Voters choose new leadership
By LPR Staff
Editor/POST-REGISTER
Voters in both the Lockhart Independent School District and in Martindale made their voices heard during Saturday”s elections.
Three at-large seats on the LISD Board of Trustees were on the ballot this term. Elected trustees John Flores and Dennis Placke both chose to run for reelection, while Alan Fielder, appointed las
t year to fill an unexpired term, opted not to run for election.
Each district voter was able to cast up to three votes, one for each available seat. Still, only a total of 3,008 votes were cast, meaning only about 1,000 of the district”s nearly 12,000 voters made it to the polls.
First-time political candidate Juan Alvarez, Jr. earned a seat on the board by a resounding margin, earning 891 votes, nearly 30 percent of the total.
John Manning followed Alvarez, securing a seat on the board with 703 votes.
Flores, the sitting board president, was reelected to his at-large position with 661 votes, around 22 percent of the total turnout.
Placke received 16 percent of the vote, losing the seat to which he was elected in 2003.
The final two candidates, Ermine Carter and Rose Dunn-Turner earned 155 and 110 votes respectively.
The vote will be officially canvassed and newly elected members sworn into service during the regular LISD Board of Trustees meeting on Monday, May 22 at the Lockhart High School Conference Center.
In Martindale, a hotly-contested City Council election ended with three virtual landslide victories and two incumbent councilmembers being unseated.
The incumbents, Eugene Cox and Elida De Leon, along with their spouses, Place 4 candidate Nancy Reyes-Cox and seated Place 5 Councilmember Chris De Leon (who was not up for re-election), were at the center of a controversy during this election. Some Martindale residents expressed concern about the possibility of having two married couples occupying four of Martindale”s five city council seats.
The voters spoke to that and other concerns en masse.

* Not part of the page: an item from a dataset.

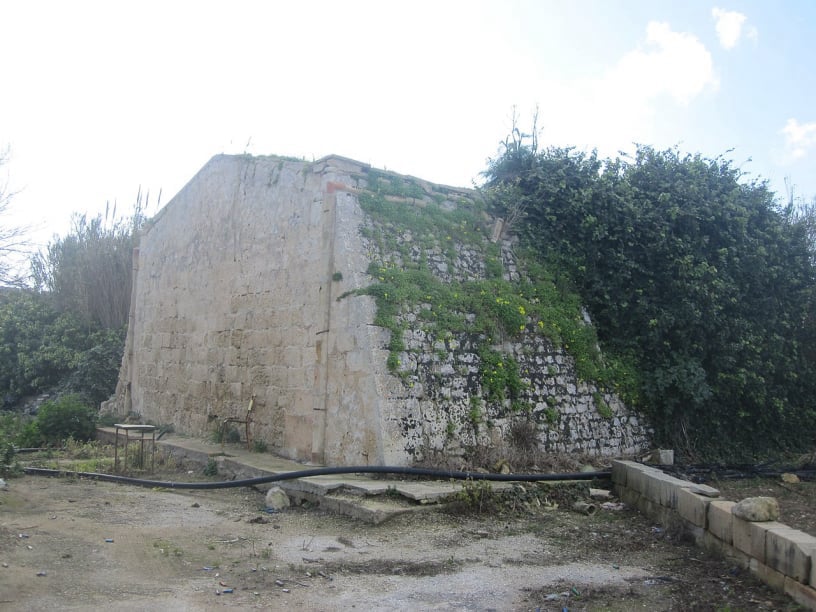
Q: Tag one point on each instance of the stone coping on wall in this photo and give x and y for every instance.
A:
(782, 557)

Cox lost his Place 1 seat to Les Harrison, who dominated the race, earning more than 70 percent of the vote.
E. DeLeon also lost her seat, earning 86 votes to Dorothy Jo Hardwick”s 173.
Reyes-Cox competed with Karen Linebarger for the Place 4 seat. Linebarger won with 177 votes, about 69 percent of the total.
Four provisional votes were returned to the election judge for confirmation, and the official results of the election will be canvassed on Tuesday, May 23 during a special meeting of the Martindale City Council.